Когда после спектакля Мосальский проводил Галю и пришел к себе в гостиницу, ему навстречу поднялся старший инспектор уголовного розыска.
— Товарищ Костромцов? — удивился Мосальский и увидел, что лицо у Костромцова хмурое, усталое.
«Наверное, допрашивал Филимонова без меня. Если так, сделаю ему замечание».
— Простите, товарищ Мосальский, но я разыскиваю вас целый вечер...
— Идемте в номер.
— Идемте-то идемте...
В номере Мосальский быстро щелкнул выключателем. Да, что-то случилось.
— Говорите же, товарищ Костромцов!
— Скоропостижно умер Филимонов.
— Та-ак...
Мосальский как был — в шляпе, пальто — сел в кресло у двери. Потом расстегнул пуговицы пальто, снова застегнул и повторил:
— Та-ак...
— Доктор считает, что паралич сердца. Очень неприятная история, товарищ майор. — И Костромцов, не дожидаясь приглашения, сел рядом с Мосальским. Некоторое время они молчали.
— Вскрытие сделали?
— Завтра утром. А что вскрытие? Ведь не убили его. Но понимаете, товарищ Мосальский, я, конечно, говорил очень твердо со стариком, он поволновался... А фактически я бы его, конечно, завтра-послезавтра выпустил. Ясно, что он ничего не знал.

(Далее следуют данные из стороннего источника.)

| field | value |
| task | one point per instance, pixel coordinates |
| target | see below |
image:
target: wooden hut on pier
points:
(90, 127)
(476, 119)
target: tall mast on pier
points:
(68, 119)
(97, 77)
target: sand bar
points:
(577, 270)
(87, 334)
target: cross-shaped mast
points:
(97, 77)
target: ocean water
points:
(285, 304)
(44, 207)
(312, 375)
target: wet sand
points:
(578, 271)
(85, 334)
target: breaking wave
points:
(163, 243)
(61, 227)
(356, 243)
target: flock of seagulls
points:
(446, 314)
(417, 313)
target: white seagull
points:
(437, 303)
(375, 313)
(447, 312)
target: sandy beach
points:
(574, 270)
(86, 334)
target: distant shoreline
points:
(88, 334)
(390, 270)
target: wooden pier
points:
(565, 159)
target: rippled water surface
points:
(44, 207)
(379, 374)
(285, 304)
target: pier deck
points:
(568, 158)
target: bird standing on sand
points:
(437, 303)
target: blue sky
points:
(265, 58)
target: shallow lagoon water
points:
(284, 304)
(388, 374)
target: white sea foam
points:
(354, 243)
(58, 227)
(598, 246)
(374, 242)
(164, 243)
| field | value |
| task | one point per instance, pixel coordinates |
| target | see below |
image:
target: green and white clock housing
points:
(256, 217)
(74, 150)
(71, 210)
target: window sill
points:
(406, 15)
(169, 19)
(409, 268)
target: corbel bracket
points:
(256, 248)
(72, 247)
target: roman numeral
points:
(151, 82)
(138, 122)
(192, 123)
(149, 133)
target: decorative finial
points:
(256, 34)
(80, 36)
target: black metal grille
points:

— Как раз неясно, капитан. Объявления о продаже скрипки не было, я сам и очень тщательно обследовал и доску объявлений, и все стены около комиссионного магазина.
— А может быть, объявление сорвал сам Филимонов, чтобы никто другой не перехватил скрипку?

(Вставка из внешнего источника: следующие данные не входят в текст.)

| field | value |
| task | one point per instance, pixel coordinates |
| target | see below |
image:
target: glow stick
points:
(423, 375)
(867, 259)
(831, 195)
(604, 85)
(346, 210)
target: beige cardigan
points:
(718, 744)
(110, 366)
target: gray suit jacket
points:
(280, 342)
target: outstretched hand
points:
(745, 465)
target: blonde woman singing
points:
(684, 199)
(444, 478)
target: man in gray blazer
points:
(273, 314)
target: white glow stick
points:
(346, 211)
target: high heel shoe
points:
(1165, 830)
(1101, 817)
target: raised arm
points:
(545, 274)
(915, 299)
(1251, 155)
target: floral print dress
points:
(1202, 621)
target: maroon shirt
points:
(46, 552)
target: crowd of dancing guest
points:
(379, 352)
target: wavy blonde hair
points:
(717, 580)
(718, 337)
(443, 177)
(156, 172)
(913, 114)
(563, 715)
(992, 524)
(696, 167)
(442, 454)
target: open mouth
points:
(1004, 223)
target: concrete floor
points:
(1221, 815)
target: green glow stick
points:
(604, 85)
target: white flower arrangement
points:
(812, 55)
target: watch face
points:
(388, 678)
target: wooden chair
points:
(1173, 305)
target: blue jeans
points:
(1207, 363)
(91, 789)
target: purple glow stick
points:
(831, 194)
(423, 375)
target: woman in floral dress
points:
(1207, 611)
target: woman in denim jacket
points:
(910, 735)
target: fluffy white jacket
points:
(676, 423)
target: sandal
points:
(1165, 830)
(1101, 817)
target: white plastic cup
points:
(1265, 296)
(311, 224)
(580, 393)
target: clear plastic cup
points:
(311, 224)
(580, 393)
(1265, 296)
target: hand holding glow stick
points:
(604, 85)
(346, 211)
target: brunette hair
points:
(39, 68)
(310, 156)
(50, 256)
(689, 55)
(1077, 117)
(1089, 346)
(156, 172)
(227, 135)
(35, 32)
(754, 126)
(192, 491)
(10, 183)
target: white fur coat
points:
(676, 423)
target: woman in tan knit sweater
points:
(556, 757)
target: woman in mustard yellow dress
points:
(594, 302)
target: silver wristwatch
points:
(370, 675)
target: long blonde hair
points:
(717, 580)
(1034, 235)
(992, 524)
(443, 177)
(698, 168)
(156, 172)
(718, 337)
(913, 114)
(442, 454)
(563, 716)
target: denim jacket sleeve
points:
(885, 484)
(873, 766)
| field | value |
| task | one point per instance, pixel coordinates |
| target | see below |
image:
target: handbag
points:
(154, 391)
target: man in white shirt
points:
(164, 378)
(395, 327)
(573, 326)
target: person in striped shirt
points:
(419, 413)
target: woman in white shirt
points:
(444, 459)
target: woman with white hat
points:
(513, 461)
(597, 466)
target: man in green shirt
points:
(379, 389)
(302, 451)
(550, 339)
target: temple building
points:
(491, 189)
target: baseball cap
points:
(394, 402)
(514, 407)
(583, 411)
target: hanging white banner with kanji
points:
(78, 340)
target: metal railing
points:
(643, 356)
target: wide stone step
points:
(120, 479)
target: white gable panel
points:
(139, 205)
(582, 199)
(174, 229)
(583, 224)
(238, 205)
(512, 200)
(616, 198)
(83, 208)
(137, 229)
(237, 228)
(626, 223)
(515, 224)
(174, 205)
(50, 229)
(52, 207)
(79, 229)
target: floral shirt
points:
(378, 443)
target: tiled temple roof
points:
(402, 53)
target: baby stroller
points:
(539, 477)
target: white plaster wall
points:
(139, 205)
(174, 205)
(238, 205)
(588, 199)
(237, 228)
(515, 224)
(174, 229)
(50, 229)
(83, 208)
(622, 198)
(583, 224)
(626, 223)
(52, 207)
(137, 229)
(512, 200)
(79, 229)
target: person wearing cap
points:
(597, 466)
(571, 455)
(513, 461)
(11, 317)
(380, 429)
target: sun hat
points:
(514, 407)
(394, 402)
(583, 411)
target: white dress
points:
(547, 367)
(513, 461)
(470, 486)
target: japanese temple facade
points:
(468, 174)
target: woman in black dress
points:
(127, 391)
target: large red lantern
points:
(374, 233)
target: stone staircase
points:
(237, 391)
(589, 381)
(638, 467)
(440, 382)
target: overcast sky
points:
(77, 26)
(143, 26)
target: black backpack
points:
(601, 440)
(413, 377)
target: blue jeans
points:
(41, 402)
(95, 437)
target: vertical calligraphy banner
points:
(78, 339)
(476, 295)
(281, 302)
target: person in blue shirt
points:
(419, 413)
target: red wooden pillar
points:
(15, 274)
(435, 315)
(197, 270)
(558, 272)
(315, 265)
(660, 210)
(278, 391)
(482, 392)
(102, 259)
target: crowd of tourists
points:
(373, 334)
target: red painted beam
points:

— При нем ничего не нашли?
— Коробка с папиросами, спички, огрызок химического карандаша и вот эта, к сожалению, только начатая записка.
Костромцов вынул из записной книжки аккуратно сложенный листок бумаги и передал Мосальскому.

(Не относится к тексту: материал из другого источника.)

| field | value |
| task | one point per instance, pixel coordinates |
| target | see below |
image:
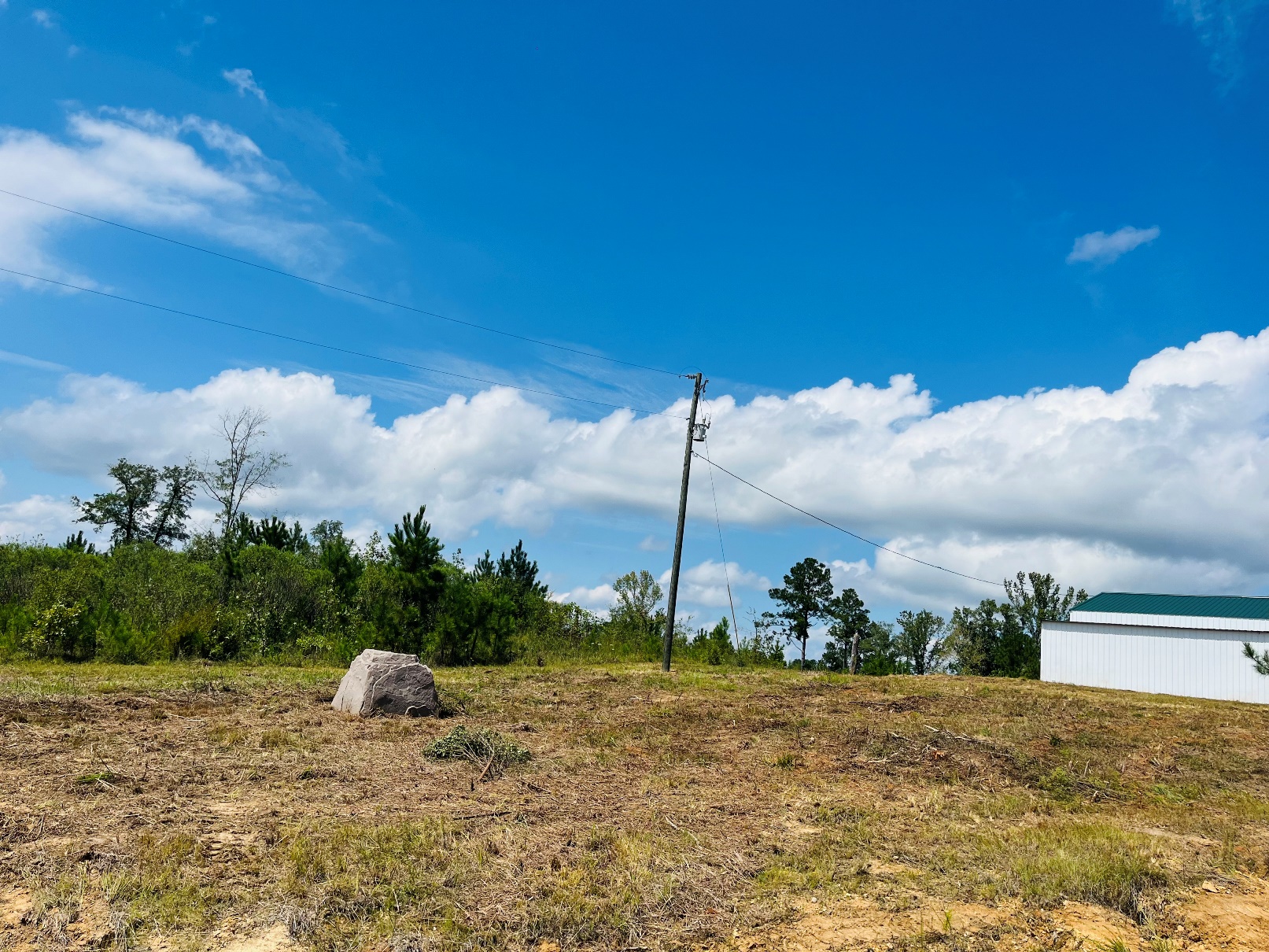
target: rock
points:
(385, 682)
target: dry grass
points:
(656, 810)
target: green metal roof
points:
(1196, 606)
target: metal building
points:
(1190, 645)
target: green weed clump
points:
(482, 747)
(1089, 862)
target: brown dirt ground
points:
(179, 807)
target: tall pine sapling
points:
(848, 621)
(806, 593)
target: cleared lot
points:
(193, 806)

«Как только сможешь, Килограмм, обязательно поезжай в Лазоревую и там...».
— Кто такой Килограмм?
— Понятия не имею, товарищ Мосальский. Но, разумеется, из их компании, это можно даже по кличке понять.
— Вот ведь как все усложняется! Смерть Филимонова поставила нас перед многими загадками. Но самое поразительное здесь — это упоминание Лазоревой. Лазоревая — это КТМ, Карчальское строительство. Вы же знаете, что это одна из величайших строек в стране. И вдруг старый вор за минуту до смерти хочет направить туда своего человека! Разве это не наводит на размышления, товарищ Костромцов?
И Мосальский подумал, что, кажется, ростовский вариант обретает твердую почву.